Batizar um personagem é como escolher o nome de um neném.
Durante a gestação, a gente pesquisa, muda de idéia, sofre, experimenta, quer desistir na última hora, enlouquece.
Escrevemos 10 páginas chamando alguém de Alfredo, até que num impulso louco de control+substituir+all, ele passa a se chamar Guilherme. Ou Vincente. Ou Marcos. Ou José Crispim. Ou Teófilo da Silva, Pereira, Moreira, Martinelli, Sabaroski... O céu é o limite.
Assim com mães corujas, nós escritores sempre queremos que:
1 - o nome não seja bobo ou sem graça e que diga algo sobre sua personalidade ou origem.
2 - o nome não seja muito popular ou parecido com o de algum personagem famoso, o que demonstraria nossa total falta de imaginação. Nesse caso, João e Maria, Romeo and Juliet estariam fora de cogitação.
É por isso que nas novelas, que trazem 40 personagens de uma só vez, ouvimos nomes quase esquecidos no tempo: Atílio, Ambrosina, Alcebíades. Isso só para citar a letra A. Belmira, Bernardina, Bóris. Letra B. Mesmo nas tramas urbanas ou contemporêneas.
Uma vez, fiz um documentário no interior do Brasil, e me dei conta que a maior parte dos nomes brasileiros são:
- 1 opção: de origem bíblica - incluindo-se nesse grupo santos, apóstolos e profetas, Isaías, Ezequiel, Josué, Tomé, Matheus...
- 2 opção: criativamente inventados, abrasileirados, releituras de nomes estrangeiros como a série Maikon, Maicol, Maicon - uma das campeãs nos cartórios, ou livres associações como Rosemíriane, Valdilúcia, e por ai vai.
Num dos meus livros, quis colocar um personagem chamado Kléber, que seria o mocinho romântico.
O príncipe encantado equivocado já se chamava Bruno (para mim, Bruno é nome de garoto bonito. Não me perguntem porque.) e o garoto mais apagadinho e aparentemente mais sem graça se chamaria Kléber, com K mesmo, pois eu acho esse nome meio bronco (me desculpem os Kléberes), e era justamente essa a idéia, tipo Heatcliff.
E o que aconteceu?
Todas as pessoas (100%, unanimidade total) que leram meu original antes da publicação disseram: "Gostei da história, mas acho que aquele personagem não devia se chamar Kléber"
Ou então:
"Por que Kleber? Você está querendo derrubar o personagem? Criar rejeição do público?"
Fiquei passada!
Quantas pessoas lindas, maravilhosas e interessantes se chamam Kléber neste mundo!?
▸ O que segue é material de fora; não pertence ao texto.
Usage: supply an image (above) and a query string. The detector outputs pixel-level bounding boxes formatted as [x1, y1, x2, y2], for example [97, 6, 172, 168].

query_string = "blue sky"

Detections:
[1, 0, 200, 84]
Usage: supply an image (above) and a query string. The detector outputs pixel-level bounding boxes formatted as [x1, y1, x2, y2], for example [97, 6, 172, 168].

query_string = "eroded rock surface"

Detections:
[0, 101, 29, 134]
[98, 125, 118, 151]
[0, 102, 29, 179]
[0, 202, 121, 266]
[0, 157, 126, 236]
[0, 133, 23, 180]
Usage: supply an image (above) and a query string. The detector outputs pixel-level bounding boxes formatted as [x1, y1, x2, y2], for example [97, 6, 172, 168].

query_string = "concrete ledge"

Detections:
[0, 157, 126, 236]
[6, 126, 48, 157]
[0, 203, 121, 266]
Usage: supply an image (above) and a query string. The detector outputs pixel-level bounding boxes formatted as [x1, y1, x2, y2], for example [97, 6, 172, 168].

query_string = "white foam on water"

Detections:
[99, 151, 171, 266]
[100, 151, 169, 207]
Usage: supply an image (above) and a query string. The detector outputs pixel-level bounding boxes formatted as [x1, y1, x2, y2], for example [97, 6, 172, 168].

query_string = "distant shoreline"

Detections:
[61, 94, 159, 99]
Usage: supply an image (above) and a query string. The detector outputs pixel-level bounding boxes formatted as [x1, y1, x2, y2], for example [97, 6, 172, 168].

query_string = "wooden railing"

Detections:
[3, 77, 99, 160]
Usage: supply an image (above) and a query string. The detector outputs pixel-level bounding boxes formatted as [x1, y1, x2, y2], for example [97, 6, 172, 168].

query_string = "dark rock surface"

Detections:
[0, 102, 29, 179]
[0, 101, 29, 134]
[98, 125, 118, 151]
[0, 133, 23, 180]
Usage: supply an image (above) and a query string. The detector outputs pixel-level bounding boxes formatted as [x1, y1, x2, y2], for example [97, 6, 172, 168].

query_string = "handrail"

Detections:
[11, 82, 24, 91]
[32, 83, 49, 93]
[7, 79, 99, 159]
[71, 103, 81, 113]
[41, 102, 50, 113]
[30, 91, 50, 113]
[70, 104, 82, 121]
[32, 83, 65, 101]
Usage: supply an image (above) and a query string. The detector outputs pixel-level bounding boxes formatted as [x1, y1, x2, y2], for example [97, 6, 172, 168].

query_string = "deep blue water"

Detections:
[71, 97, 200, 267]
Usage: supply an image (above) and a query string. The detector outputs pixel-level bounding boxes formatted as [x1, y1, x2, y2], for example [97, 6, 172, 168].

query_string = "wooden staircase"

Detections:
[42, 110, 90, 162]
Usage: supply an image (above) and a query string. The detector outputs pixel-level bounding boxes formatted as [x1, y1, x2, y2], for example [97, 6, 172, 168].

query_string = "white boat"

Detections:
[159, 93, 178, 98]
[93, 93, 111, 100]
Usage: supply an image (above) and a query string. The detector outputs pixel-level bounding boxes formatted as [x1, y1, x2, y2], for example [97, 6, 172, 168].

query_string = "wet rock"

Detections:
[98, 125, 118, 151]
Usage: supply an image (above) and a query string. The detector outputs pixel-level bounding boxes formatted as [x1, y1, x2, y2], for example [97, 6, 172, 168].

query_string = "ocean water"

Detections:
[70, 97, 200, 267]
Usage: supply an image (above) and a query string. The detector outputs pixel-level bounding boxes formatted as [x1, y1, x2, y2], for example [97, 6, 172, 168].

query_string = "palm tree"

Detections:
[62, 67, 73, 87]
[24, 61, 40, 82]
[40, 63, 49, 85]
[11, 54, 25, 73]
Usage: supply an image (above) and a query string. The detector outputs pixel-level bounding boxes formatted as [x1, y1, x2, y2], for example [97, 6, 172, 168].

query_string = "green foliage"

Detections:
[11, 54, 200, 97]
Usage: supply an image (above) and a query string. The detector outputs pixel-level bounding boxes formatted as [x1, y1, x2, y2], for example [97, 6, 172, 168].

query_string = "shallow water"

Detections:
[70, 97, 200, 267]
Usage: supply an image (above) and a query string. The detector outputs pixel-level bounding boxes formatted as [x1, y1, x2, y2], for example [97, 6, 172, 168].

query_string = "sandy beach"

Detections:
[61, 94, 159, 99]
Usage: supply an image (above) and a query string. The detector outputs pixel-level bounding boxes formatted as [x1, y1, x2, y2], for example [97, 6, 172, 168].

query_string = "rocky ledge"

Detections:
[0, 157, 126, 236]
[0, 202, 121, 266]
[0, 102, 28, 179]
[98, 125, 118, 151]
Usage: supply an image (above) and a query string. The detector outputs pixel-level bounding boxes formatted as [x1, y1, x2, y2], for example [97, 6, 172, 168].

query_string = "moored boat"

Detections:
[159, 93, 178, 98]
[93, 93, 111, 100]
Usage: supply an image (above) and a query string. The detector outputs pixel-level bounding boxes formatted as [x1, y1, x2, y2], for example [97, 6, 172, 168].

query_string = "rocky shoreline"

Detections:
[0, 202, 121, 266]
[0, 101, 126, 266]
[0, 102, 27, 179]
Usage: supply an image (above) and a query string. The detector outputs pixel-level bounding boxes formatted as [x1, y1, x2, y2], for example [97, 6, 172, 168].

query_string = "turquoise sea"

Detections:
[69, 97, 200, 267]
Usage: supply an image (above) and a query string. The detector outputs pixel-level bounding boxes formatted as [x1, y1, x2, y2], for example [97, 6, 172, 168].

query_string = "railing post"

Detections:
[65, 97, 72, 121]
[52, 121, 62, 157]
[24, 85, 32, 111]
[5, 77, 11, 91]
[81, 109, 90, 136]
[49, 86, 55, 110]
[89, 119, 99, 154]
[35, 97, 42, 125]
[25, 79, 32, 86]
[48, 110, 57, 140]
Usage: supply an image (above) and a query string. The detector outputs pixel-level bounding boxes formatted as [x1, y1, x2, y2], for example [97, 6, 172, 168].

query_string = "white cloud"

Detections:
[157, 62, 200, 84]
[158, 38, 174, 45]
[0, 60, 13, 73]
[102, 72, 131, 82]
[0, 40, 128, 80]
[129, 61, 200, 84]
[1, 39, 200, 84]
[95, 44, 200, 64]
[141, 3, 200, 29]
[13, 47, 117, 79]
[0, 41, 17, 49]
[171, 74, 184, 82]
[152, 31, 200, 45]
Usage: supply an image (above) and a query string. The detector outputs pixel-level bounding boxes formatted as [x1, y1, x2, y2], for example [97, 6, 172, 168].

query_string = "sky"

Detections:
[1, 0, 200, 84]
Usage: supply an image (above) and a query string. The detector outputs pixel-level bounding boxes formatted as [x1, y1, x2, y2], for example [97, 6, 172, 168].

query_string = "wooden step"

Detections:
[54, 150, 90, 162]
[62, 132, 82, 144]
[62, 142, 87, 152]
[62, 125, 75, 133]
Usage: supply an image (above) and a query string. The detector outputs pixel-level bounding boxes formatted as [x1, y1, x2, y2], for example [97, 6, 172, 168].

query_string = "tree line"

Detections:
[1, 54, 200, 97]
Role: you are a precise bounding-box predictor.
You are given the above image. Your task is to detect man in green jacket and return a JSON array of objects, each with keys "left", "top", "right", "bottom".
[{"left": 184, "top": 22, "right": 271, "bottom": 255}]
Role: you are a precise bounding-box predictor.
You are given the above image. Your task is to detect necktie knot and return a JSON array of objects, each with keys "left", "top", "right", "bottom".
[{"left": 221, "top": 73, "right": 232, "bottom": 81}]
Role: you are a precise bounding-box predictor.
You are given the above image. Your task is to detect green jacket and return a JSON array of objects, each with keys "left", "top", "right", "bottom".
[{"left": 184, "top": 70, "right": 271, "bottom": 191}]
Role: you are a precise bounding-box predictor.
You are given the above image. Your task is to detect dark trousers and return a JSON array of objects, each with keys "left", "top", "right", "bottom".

Aquilo era um total preconceito.
Angélica também é um nome meio esquisito, que traz uma carga do Bem, assim como Vitória, Esperança, Cândida, Amanda...
Nomes que tem uma virtude no radical, acreditem em mim, são meio pesados de carregar. Prato cheio para reducionismos óbvios, como anjinho, anjo, angelical, essas coisas. blargh.
Lutei por Kléber quase até o fim. Mas a unanimidade de opiniões me assustou e acabei cedendo. Na última página, dei um substituir+all para Rogério (que também cumpria a função de ser um nome meio sem atrativos) e rebatizei o rapaz.
Mas até hoje quando penso nele, o primeiro nome que me vem é o original. Lá no fundo, sei que esse tal de Rogério não passa de um impostor.
CONFISSÃO 1: Todo escritor é rato de lista telefônica e dicionário de nomes.
CONFISSÃO 2: Minhas próximas personagens já têm nome: Karine Amorim, Mychelle Lemmos, Alana Cris e Janaína Schmidt. Qualquer discordância sobre eles estão terminantemente proíbidas neste Blog!
CONFISSÃO 3: Quando descobri que o significado de Cecília (nome da minha filha de carne e osso) era "CEGA ou ESCURA", quase desisti, pensando que ela poderia nascer com uma míopia gigante só por causa da minha escolha infeliz.
Mas depois pensei: Essa é a tradução do etrusco (língua de origem do nome). Mas em tupi é Mãe. E, a partir do nascimento dela, pode virar sinônimo de "garota muito fofinha" em português.
Um comentário:
Ei!!!
100%, unanimidade total, nada!
Eu não reclamei!
Até estranhei quando li o livro publicado.
É certo que a distância fez com que programas televisivos não influenciassem a minha opinião.
Mas ainda sim, acho que mereço elo menos um 0,01 pontinho dessa porcentagem aí.